New Zealand kiwifruit growers have already indicated that they will lodge an appeal in the Supreme Court, after the Court of Appeal handed down its judgement on Thursday, finding that the Government is not liable for the losses resulting from the PSA outbreak that devastated the industry.
The plaintiffs known as Strathboss, which include 212 growers, previously proved that a shipment arrived from Shaanxi Province, China, in 2009 containing 4.5kg of pollen, anthers and other banned plant material that were infected with Psa. In 2018, the NZ High court ruled that the MPI (formally MAF) was negligent in allowing the Psa disease into New Zealand in 2009.
The Crown contested the findings, and both sides lodged their own appeals, which was heard in March 2019. The appeal also challenged the decision that the Government did not owe a duty of care to Seeka as a post-harvest operator.
After a 12-month deliberation process, The Court of Appeal has ruled that the Government has a statutory immunity precluding liability for the alleged negligent acts or omissions, under the Crown Proceedings Act 1950.
In its decision, the Court also concluded that: "section 163 of the Biosecurity Act 1993 provides an immunity in respect of the acts or omissions of the relevant (MAF) personnel. That is, the individuals said to have been in breach of a duty of care to the respondents have an immunity against civil liability."
Kiwifruit Claim Chairman, John Cameron says the growers are aggrieved by the decision.
“The Court of Appeal held that MPI was negligent in allowing a high-risk shipment of pollen anthers infected with PSA from China into New Zealand. But they found the Government does not owe a duty of care to ordinary New Zealanders and can’t be held liable for its actions, simply because it’s the Government,” he said. “The decision by the Court of Appeal relied upon an interpretation of the Crown Proceedings Act that effectively means the Government can’t be held to account for any wrongdoing."
Michael Franks Chief Executive of Seeka said that they are mulling over the decision.
“Obviously we are disappointed as the facts of the case are confirmed, there is no question about how Psa got into New Zealand and the devastating consequences of that. What seems to be question is whether or not you can sue the Government. The Claim Committee and litigation funder, LPF, are thinking about that now and whether or not to proceed to the Supreme Court.”
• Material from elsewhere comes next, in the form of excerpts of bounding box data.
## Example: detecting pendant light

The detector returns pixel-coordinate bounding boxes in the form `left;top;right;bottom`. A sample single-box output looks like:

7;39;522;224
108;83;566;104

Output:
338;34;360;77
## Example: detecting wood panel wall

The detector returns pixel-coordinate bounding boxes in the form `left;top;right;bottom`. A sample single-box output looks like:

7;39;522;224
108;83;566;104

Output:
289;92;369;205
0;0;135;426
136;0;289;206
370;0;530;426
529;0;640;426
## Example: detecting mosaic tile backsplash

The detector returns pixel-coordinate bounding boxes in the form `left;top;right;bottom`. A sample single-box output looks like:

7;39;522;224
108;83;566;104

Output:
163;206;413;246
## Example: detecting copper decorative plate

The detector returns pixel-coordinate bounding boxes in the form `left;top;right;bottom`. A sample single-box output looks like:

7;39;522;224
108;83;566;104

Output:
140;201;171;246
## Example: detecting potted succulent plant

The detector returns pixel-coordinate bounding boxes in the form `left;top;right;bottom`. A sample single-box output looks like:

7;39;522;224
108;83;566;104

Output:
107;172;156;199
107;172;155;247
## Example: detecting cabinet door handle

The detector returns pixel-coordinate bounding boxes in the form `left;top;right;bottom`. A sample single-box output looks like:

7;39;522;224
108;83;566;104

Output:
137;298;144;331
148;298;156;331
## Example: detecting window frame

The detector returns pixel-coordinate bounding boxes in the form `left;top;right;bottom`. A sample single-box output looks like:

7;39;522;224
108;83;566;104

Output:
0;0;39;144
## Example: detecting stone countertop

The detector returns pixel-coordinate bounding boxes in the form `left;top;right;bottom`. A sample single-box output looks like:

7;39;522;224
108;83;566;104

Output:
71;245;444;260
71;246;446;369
However, the court went further, analysing the duty and breach as if the immunity issue had instead been answered in favour of Strathboss and Seeka, in two causes of action (in the event that the matter is referred to another jurisdiction). The first related to whether MAF personnel owed a duty of care at the pre-border stage in relation to the assessment of risk associated with the importation of pollen for the previously untried use in commercial artificial pollination of orchards.
The judgement found: "(In relation to) the granting of the import permits, we would have found that no duty of care is owed. Although there is sufficient proximity, policy factors, in particular the risk of indeterminate liability, mean it would not be fair, just and reasonable to impose a duty of care in these circumstances."
However, it went onto say that had a duty of care been owed, The Court would have found that the relevant personnel acted in breach of the alleged duty by granting the import permits without undertaking an effective risk assessment.
The second cause of action; the failure to inspect at the border, The Court also found that no duty of care existed, for essentially the same reasons as the first cause of action.
"Had a duty of care been owed, we would have found that the failure to inspect the June 2009 consignment of kiwifruit pollen fell below the standard of care expected of skilled and informed personnel in the circumstances. However, that failure had no causative effect because the permit made provision for unmilled pollen," the judgement found.
However, The Court would have agreed with the Judge’s overall finding that the June 2009 consignment was, more likely than not, the source of the Psa3 incursion.
The Kiwifruit Claim legal team is in the process of fully analysing the latest decision, but Mr Cameron vowed that the matter is far from over, saying there will be an appeal in the Supreme Court.
“We believe this interpretation is wrong," Mr Cameron said. "It is both logical and reasonable that the Government should be held responsible for its actions, and those of its employees, where it is clear that significant harm and losses have resulted from their negligence. This is no different to the law that allows us to hold local councils and private business to account for their negligence."
The MPI's Deputy Director General Biosecurity New Zealand, Penny Nelson, made a brief statement: "The Ministry for Primary Industries notes the court’s decision, but at present our focus is on helping the primary sector deal with the challenges presented by COVID-19. Given the case is likely subject to appeal, it’s inappropriate to comment further."